First track proper, after a short intro, is the eponymous Saturnalia Temple which, if you didn't know better, you would swear was a psych-doom song from about 1968. I can't really explain why, but I get a kind of doom Velvet Underground vibe from this track. Next is the nine minutes of organ-soaked fuzzy doom, Gravity, with it's cracked and croaky vocals, which suggests that man is pulled down by his failings like a huge mass exerting it's pull on his soul and, despite the warmness of the guitar sound, it feels like an ominous and threatening track. The repetitive, ascerbic Elyzian Fields with it's black metal-style vocals is a kinetic ending to side one.

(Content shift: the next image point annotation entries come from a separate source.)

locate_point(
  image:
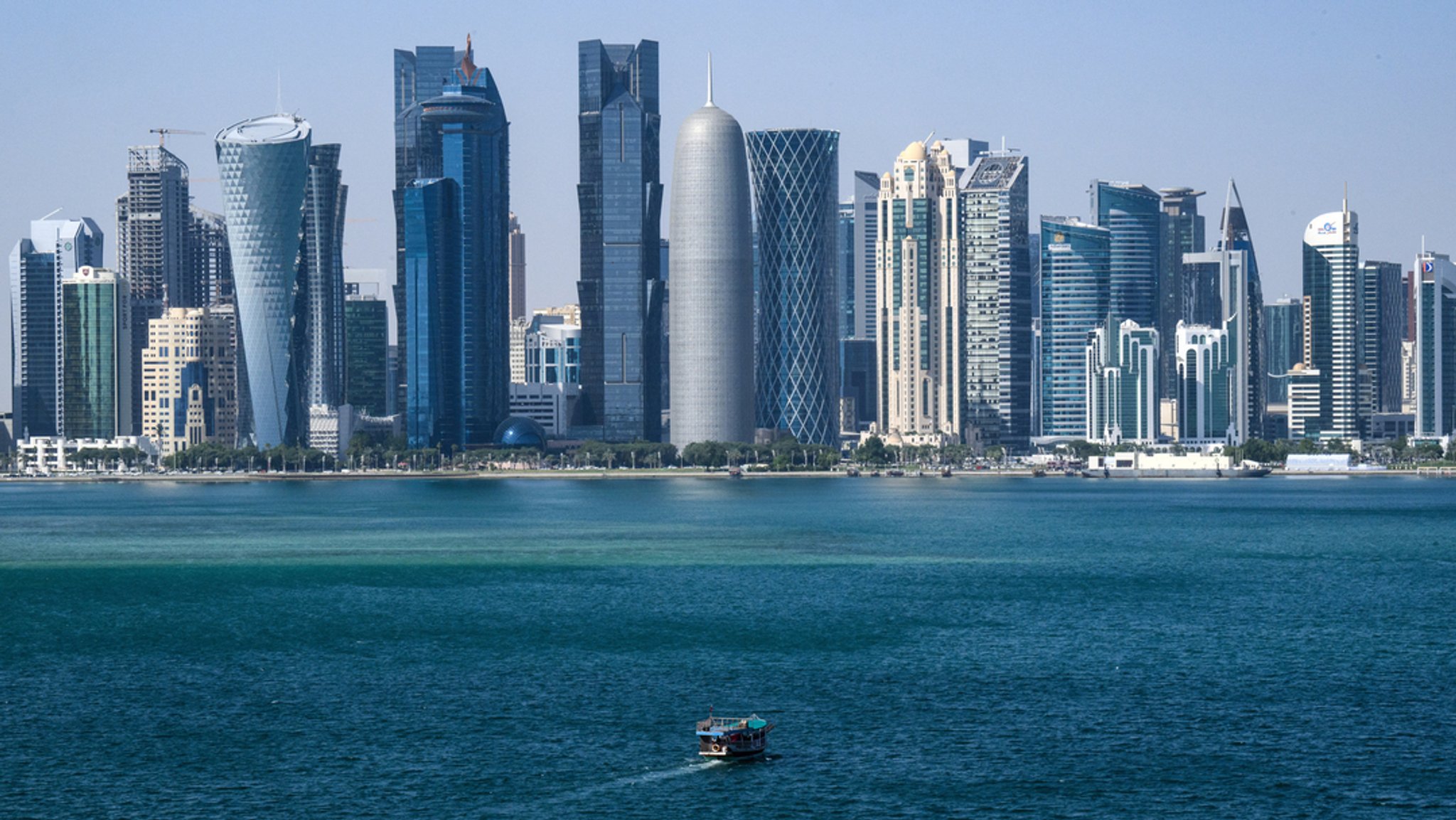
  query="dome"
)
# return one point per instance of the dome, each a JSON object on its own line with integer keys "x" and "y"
{"x": 520, "y": 432}
{"x": 915, "y": 152}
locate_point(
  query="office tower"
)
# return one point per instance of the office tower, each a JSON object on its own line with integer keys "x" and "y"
{"x": 466, "y": 139}
{"x": 97, "y": 354}
{"x": 419, "y": 75}
{"x": 319, "y": 325}
{"x": 1206, "y": 385}
{"x": 996, "y": 286}
{"x": 621, "y": 200}
{"x": 921, "y": 366}
{"x": 1133, "y": 218}
{"x": 190, "y": 379}
{"x": 54, "y": 250}
{"x": 845, "y": 251}
{"x": 366, "y": 354}
{"x": 518, "y": 264}
{"x": 264, "y": 168}
{"x": 434, "y": 412}
{"x": 1075, "y": 297}
{"x": 1121, "y": 376}
{"x": 867, "y": 232}
{"x": 1183, "y": 233}
{"x": 1236, "y": 308}
{"x": 796, "y": 184}
{"x": 1435, "y": 346}
{"x": 712, "y": 282}
{"x": 1382, "y": 325}
{"x": 208, "y": 257}
{"x": 1332, "y": 287}
{"x": 1283, "y": 334}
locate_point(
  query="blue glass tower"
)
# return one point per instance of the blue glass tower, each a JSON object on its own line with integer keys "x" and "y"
{"x": 796, "y": 187}
{"x": 621, "y": 201}
{"x": 1133, "y": 215}
{"x": 434, "y": 412}
{"x": 1075, "y": 287}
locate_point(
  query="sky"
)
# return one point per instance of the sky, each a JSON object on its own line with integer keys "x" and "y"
{"x": 1295, "y": 101}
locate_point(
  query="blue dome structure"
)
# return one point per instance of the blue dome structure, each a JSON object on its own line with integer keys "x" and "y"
{"x": 520, "y": 432}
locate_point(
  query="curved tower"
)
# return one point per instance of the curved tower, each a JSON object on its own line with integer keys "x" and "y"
{"x": 264, "y": 168}
{"x": 796, "y": 191}
{"x": 711, "y": 319}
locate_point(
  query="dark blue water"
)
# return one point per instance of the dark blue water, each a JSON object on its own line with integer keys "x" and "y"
{"x": 540, "y": 649}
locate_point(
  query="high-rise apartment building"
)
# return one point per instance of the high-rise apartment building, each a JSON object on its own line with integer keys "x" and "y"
{"x": 1332, "y": 287}
{"x": 1382, "y": 326}
{"x": 264, "y": 166}
{"x": 996, "y": 287}
{"x": 1133, "y": 218}
{"x": 97, "y": 354}
{"x": 1435, "y": 346}
{"x": 712, "y": 332}
{"x": 1075, "y": 297}
{"x": 366, "y": 354}
{"x": 319, "y": 324}
{"x": 190, "y": 379}
{"x": 796, "y": 183}
{"x": 518, "y": 264}
{"x": 1121, "y": 378}
{"x": 621, "y": 200}
{"x": 921, "y": 365}
{"x": 38, "y": 264}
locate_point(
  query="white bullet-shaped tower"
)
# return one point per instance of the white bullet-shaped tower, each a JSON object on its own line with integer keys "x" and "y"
{"x": 711, "y": 282}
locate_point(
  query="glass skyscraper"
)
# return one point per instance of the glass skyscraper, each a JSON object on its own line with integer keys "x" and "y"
{"x": 996, "y": 318}
{"x": 621, "y": 201}
{"x": 264, "y": 168}
{"x": 796, "y": 184}
{"x": 1075, "y": 299}
{"x": 1133, "y": 215}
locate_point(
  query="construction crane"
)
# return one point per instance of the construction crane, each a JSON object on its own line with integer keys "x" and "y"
{"x": 162, "y": 134}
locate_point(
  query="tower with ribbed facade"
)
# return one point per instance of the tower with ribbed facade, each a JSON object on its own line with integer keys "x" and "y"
{"x": 796, "y": 184}
{"x": 264, "y": 168}
{"x": 711, "y": 232}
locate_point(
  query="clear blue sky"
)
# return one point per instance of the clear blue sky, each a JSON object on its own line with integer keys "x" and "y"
{"x": 1293, "y": 101}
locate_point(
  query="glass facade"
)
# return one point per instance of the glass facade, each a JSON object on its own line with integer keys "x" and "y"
{"x": 796, "y": 186}
{"x": 366, "y": 354}
{"x": 621, "y": 203}
{"x": 264, "y": 168}
{"x": 1075, "y": 297}
{"x": 1133, "y": 215}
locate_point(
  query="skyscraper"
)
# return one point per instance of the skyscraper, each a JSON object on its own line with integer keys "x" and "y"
{"x": 518, "y": 262}
{"x": 319, "y": 326}
{"x": 1133, "y": 218}
{"x": 996, "y": 284}
{"x": 1332, "y": 287}
{"x": 1183, "y": 233}
{"x": 1121, "y": 376}
{"x": 465, "y": 137}
{"x": 97, "y": 354}
{"x": 918, "y": 275}
{"x": 712, "y": 282}
{"x": 190, "y": 382}
{"x": 1382, "y": 326}
{"x": 54, "y": 250}
{"x": 1435, "y": 346}
{"x": 264, "y": 166}
{"x": 419, "y": 75}
{"x": 621, "y": 200}
{"x": 1075, "y": 297}
{"x": 796, "y": 183}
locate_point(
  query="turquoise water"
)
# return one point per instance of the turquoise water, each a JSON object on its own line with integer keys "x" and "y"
{"x": 542, "y": 649}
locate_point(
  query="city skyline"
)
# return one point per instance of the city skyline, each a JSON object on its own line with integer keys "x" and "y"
{"x": 1279, "y": 147}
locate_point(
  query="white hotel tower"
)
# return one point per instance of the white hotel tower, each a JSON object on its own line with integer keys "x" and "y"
{"x": 711, "y": 322}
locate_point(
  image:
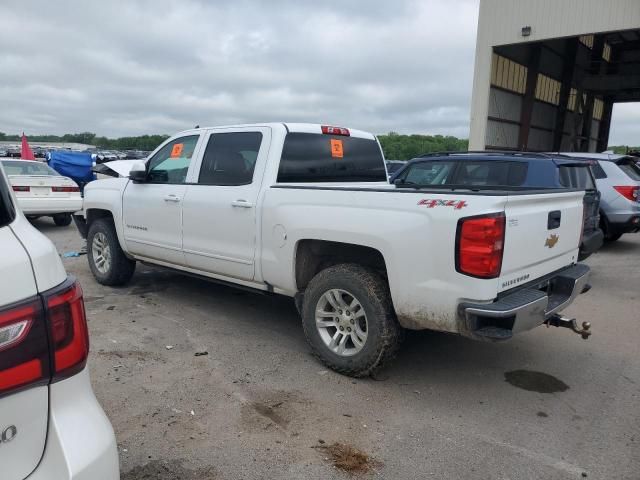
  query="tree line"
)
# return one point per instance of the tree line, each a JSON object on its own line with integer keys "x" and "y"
{"x": 394, "y": 145}
{"x": 142, "y": 142}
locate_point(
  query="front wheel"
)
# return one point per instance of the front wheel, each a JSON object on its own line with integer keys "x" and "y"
{"x": 348, "y": 320}
{"x": 108, "y": 263}
{"x": 62, "y": 219}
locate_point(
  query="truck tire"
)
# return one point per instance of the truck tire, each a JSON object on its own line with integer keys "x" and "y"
{"x": 62, "y": 219}
{"x": 348, "y": 319}
{"x": 108, "y": 263}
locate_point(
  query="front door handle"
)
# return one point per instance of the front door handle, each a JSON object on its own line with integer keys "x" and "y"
{"x": 241, "y": 204}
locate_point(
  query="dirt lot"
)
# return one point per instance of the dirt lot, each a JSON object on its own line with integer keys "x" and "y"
{"x": 257, "y": 405}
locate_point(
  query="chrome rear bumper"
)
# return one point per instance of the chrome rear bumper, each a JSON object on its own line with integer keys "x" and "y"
{"x": 525, "y": 308}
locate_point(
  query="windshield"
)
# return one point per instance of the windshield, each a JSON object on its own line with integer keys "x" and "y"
{"x": 13, "y": 167}
{"x": 630, "y": 168}
{"x": 576, "y": 176}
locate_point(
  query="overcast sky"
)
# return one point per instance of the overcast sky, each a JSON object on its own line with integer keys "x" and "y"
{"x": 122, "y": 68}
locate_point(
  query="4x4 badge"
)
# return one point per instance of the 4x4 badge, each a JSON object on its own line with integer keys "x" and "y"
{"x": 551, "y": 241}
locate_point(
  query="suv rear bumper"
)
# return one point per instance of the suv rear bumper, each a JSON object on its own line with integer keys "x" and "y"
{"x": 525, "y": 308}
{"x": 81, "y": 444}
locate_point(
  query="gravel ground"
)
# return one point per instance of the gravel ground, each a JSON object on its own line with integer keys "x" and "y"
{"x": 257, "y": 405}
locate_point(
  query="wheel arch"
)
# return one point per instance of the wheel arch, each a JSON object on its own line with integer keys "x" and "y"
{"x": 313, "y": 256}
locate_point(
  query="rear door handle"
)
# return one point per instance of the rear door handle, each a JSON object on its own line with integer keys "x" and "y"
{"x": 241, "y": 204}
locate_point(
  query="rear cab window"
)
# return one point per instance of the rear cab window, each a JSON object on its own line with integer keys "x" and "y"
{"x": 576, "y": 176}
{"x": 314, "y": 158}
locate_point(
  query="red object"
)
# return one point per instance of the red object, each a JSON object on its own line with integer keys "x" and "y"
{"x": 69, "y": 329}
{"x": 480, "y": 245}
{"x": 52, "y": 344}
{"x": 629, "y": 192}
{"x": 26, "y": 153}
{"x": 328, "y": 130}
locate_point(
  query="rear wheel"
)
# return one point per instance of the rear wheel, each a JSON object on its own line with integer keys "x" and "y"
{"x": 348, "y": 320}
{"x": 62, "y": 219}
{"x": 107, "y": 261}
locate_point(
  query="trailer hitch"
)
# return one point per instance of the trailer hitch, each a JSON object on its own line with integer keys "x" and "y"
{"x": 571, "y": 323}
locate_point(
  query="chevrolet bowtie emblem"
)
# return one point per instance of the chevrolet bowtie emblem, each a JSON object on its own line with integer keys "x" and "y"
{"x": 551, "y": 241}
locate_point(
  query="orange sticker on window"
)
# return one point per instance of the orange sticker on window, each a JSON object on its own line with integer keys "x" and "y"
{"x": 177, "y": 150}
{"x": 336, "y": 148}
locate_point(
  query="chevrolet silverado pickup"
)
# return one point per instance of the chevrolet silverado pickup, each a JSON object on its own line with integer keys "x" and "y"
{"x": 306, "y": 211}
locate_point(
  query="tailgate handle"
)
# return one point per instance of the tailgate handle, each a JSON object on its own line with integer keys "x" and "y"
{"x": 554, "y": 219}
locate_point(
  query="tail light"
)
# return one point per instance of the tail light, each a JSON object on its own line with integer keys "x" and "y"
{"x": 69, "y": 334}
{"x": 43, "y": 339}
{"x": 629, "y": 192}
{"x": 328, "y": 130}
{"x": 24, "y": 349}
{"x": 65, "y": 189}
{"x": 480, "y": 245}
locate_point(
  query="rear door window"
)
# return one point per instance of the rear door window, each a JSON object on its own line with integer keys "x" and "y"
{"x": 171, "y": 164}
{"x": 7, "y": 210}
{"x": 492, "y": 173}
{"x": 310, "y": 157}
{"x": 598, "y": 171}
{"x": 230, "y": 158}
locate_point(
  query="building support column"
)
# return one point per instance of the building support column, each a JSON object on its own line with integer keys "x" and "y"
{"x": 568, "y": 69}
{"x": 526, "y": 111}
{"x": 605, "y": 125}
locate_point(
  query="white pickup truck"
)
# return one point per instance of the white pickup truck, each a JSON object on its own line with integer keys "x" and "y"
{"x": 306, "y": 211}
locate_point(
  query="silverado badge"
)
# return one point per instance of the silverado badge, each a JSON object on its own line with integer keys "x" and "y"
{"x": 551, "y": 241}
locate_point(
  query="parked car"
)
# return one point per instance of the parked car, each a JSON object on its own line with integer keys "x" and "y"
{"x": 51, "y": 425}
{"x": 307, "y": 211}
{"x": 511, "y": 169}
{"x": 41, "y": 191}
{"x": 618, "y": 180}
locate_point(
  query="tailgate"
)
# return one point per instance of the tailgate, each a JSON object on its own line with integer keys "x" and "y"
{"x": 542, "y": 235}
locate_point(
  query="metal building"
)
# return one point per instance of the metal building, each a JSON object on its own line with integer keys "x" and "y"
{"x": 548, "y": 72}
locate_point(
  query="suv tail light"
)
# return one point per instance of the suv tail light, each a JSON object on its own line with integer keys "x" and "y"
{"x": 43, "y": 339}
{"x": 629, "y": 192}
{"x": 480, "y": 245}
{"x": 69, "y": 334}
{"x": 328, "y": 130}
{"x": 24, "y": 349}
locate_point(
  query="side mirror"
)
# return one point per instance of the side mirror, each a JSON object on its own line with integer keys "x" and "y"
{"x": 138, "y": 172}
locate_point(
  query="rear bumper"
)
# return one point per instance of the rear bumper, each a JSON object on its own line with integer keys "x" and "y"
{"x": 81, "y": 444}
{"x": 525, "y": 308}
{"x": 624, "y": 223}
{"x": 49, "y": 205}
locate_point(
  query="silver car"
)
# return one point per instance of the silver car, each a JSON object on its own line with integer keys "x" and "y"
{"x": 618, "y": 180}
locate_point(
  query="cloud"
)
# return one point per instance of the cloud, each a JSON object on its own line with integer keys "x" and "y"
{"x": 141, "y": 66}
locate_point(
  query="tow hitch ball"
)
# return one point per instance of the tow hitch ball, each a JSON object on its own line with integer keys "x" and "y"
{"x": 560, "y": 321}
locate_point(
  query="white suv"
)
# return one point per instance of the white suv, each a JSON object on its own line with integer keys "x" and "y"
{"x": 51, "y": 425}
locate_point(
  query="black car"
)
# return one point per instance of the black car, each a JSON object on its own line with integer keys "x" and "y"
{"x": 483, "y": 170}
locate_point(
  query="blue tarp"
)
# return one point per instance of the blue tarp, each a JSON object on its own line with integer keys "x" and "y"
{"x": 75, "y": 165}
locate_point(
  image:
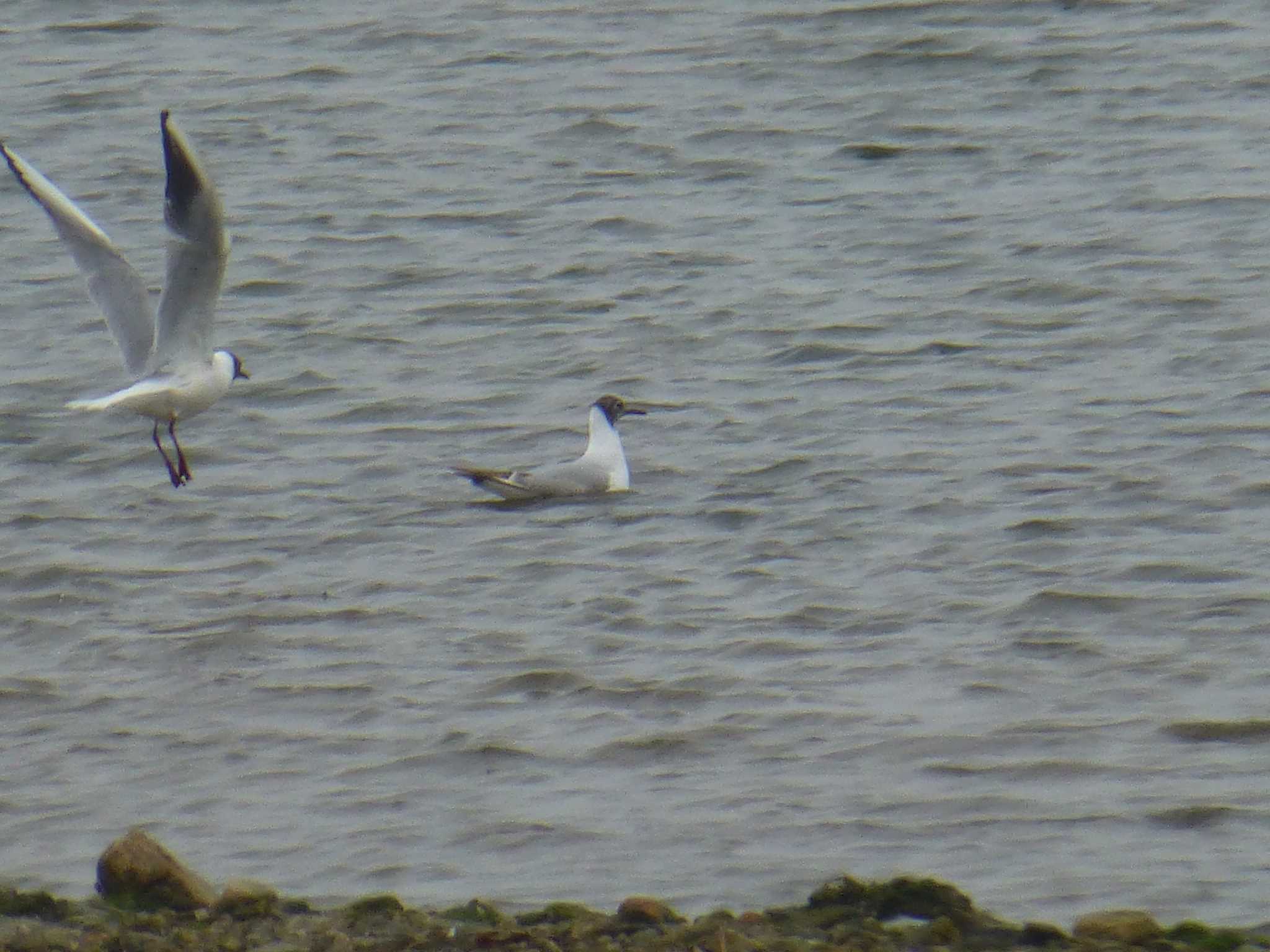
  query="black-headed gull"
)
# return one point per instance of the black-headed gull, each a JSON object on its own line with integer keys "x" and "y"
{"x": 179, "y": 374}
{"x": 602, "y": 469}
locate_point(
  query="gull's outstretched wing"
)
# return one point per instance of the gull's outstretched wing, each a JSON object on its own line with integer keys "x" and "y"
{"x": 197, "y": 253}
{"x": 113, "y": 284}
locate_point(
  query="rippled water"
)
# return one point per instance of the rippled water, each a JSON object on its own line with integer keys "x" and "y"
{"x": 951, "y": 559}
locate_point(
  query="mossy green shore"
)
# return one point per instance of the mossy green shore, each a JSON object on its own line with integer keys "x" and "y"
{"x": 893, "y": 915}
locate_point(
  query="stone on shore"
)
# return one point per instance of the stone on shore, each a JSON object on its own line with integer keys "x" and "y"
{"x": 1129, "y": 927}
{"x": 136, "y": 870}
{"x": 646, "y": 910}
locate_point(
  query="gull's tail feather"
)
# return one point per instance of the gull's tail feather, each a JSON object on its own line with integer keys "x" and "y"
{"x": 99, "y": 404}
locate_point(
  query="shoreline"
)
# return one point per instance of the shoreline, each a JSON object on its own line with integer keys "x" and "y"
{"x": 905, "y": 914}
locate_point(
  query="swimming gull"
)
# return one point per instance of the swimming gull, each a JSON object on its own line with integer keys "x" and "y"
{"x": 602, "y": 469}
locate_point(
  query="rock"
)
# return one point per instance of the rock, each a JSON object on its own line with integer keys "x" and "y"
{"x": 1042, "y": 935}
{"x": 247, "y": 899}
{"x": 646, "y": 910}
{"x": 1129, "y": 927}
{"x": 139, "y": 870}
{"x": 477, "y": 912}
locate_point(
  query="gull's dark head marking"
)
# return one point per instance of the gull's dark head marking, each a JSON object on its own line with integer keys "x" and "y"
{"x": 615, "y": 408}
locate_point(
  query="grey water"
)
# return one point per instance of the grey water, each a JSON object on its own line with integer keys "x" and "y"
{"x": 950, "y": 558}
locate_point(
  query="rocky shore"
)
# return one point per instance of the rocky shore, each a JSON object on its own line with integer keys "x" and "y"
{"x": 150, "y": 902}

Between Two Worlds begins side two and, after a chaotic intro, kicks into gear and hurtles along like a long lost Hawkwind track from their Space Ritual days with echoing vocals Bob Calvert would be proud of. The distorted hyper-fuzzy oscillations and cavernous, disembodied clean vocals of Bitter Taste are a little disorientating, particularly on headphones and could well be some kind of sonic experiment on the human brain! Oannes also features the same vocal style and a similarly repetitively hypnotic guitar sound as Bitter Taste, albeit with a warmer, more bassy tone and Alpha Drakonis is basically an ambient outro to end the album as it started.

Once more Saturnalia Temple prove they are one of a kind and are not content to plough the same doom metal furrow as the majority of their contemporaries. Gravity has a cataclysmically reverberating bottom end and properly disconcerting vocals to give the listener the impression of having heard something genuinely either profound or blasphemous. More successfuly evokes the imagery and atmosphere of HP Lovecraft than any number of albums that deliberately set out to. Original, unsettling and ultimately, an extremely satisfying doom metal record.